Just before the Civil War, William Morris Hunt had introduced the Barbizon style to an enthusiastic Boston audience. The gritty realities of postwar urban living had imposed a need for a quieter, more poetic view of nature than the giantism of Church and Bierstadt. In the 1880s and 1890s, Americans responded warmly to these serene and muted depictions of a natural environment, which was slipping away. During the 1890s, Tryon's painting progressed from the massy forms and somber harmonies of his earlier Barbizon style toward the lighter, more poetic monochromatic palette of tonalism, seen in the work currently on display.

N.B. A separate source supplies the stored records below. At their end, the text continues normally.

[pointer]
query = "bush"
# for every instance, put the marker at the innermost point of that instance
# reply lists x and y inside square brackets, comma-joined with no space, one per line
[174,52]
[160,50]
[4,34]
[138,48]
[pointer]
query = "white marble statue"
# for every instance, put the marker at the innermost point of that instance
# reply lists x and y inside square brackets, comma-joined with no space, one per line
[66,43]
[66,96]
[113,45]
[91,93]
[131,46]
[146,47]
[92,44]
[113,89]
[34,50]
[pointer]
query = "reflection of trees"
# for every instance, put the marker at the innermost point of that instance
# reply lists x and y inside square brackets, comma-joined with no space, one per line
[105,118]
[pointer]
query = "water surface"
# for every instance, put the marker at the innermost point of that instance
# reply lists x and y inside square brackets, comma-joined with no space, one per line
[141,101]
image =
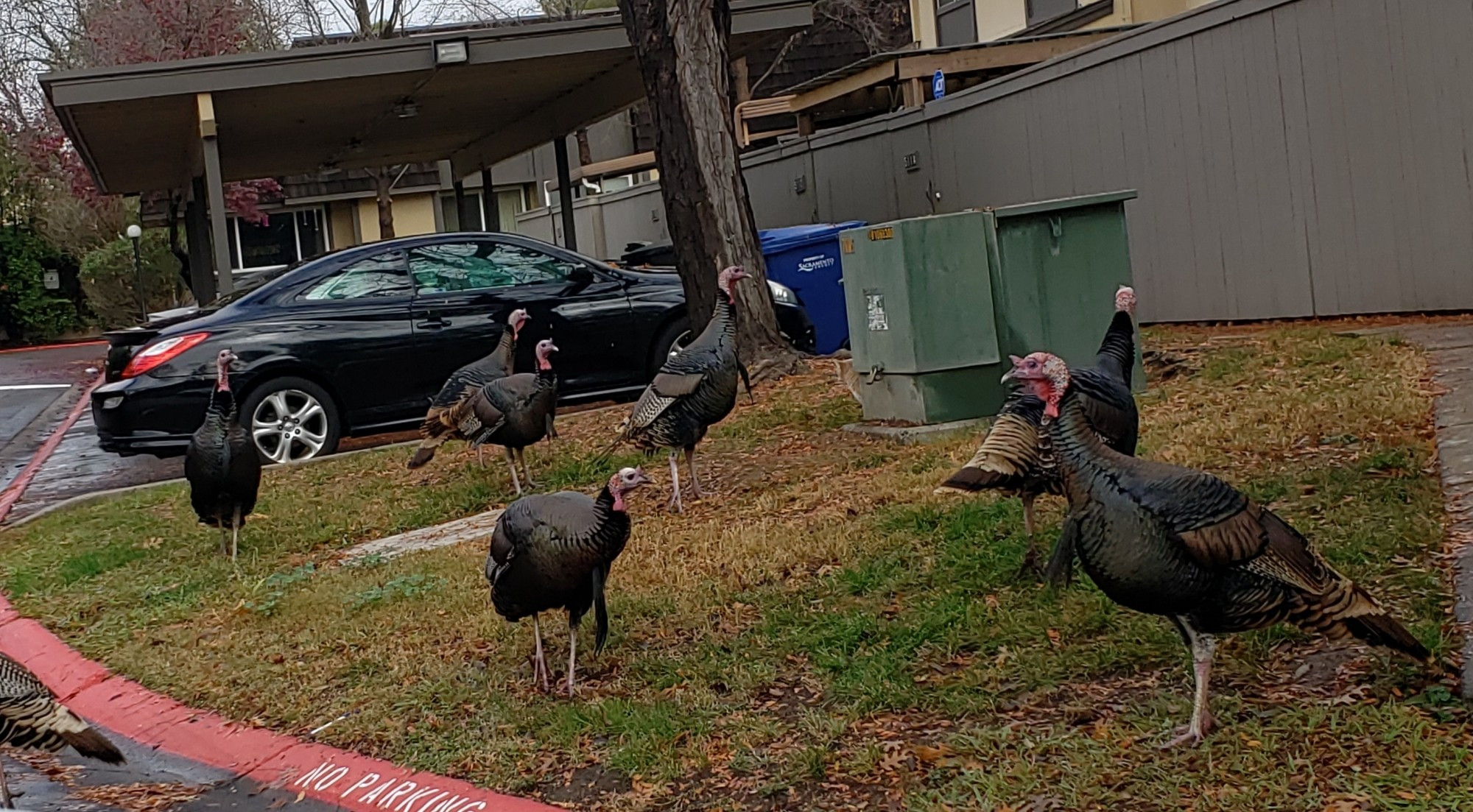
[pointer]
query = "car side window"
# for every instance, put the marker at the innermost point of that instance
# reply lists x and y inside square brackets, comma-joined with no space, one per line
[378,277]
[482,265]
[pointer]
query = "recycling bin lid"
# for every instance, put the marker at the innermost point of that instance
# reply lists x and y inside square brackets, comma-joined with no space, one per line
[777,240]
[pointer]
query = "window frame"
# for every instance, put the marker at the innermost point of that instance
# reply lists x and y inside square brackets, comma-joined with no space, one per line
[572,261]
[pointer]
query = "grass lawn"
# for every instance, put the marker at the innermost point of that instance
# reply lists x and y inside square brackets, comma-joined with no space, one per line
[826,632]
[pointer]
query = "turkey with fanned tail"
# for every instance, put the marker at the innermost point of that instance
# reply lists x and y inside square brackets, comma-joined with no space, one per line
[512,412]
[1016,458]
[222,464]
[1182,543]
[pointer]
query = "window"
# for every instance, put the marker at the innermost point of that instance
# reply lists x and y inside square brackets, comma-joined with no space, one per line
[510,202]
[286,237]
[481,265]
[376,277]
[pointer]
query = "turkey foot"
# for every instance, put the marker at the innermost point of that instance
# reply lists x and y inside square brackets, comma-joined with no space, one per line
[572,661]
[527,473]
[1032,567]
[675,484]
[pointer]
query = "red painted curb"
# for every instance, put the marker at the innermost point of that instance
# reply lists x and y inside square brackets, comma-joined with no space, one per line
[89,343]
[326,774]
[17,487]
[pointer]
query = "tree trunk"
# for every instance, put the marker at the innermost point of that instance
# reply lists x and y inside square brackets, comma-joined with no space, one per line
[175,240]
[384,188]
[681,46]
[586,150]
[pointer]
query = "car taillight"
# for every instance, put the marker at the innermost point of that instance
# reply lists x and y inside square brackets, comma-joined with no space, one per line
[154,355]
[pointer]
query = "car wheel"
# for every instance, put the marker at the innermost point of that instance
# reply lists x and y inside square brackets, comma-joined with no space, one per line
[675,337]
[291,420]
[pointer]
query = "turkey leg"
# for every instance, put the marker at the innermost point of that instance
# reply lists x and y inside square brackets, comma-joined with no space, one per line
[527,474]
[572,655]
[696,484]
[540,664]
[5,792]
[235,533]
[1203,723]
[1030,558]
[675,486]
[512,464]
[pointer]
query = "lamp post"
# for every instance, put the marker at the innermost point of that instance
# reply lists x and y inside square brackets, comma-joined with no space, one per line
[135,233]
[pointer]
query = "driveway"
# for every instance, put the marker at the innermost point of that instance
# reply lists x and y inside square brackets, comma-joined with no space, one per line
[38,389]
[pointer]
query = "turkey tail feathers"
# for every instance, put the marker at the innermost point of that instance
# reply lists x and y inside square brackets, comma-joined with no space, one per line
[1379,629]
[426,452]
[1007,456]
[94,745]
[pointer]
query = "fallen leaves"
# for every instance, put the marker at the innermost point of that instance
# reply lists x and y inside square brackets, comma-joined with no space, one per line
[141,798]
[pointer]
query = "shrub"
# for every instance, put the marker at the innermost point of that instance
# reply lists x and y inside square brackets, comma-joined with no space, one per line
[111,283]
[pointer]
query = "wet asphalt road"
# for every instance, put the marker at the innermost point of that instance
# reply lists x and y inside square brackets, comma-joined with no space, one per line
[79,467]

These pleasing bucolic works fulfilled an urgent need and brought Tryon a success and affluence that eluded many of his contemporaries. Like Dewing and Thayer he luxuriated in the generous patronage of Charles Lang Freer, and many of his works hang in the Freer Gallery in Washington, D.C. In 1893 he was commissioned to decorate the walls of Freer's Detroit mansion with a series of murals depicting the changing seasons.
For almost forty years Tryon enjoyed the security of a professorship at Smith College, in Northampton, Massachusetts, and at the end of his career bestowed an art museum on the college. In 1925 he died at his home in South Dartmouth, Massachusetts, not far from the entrance to Cape Cod.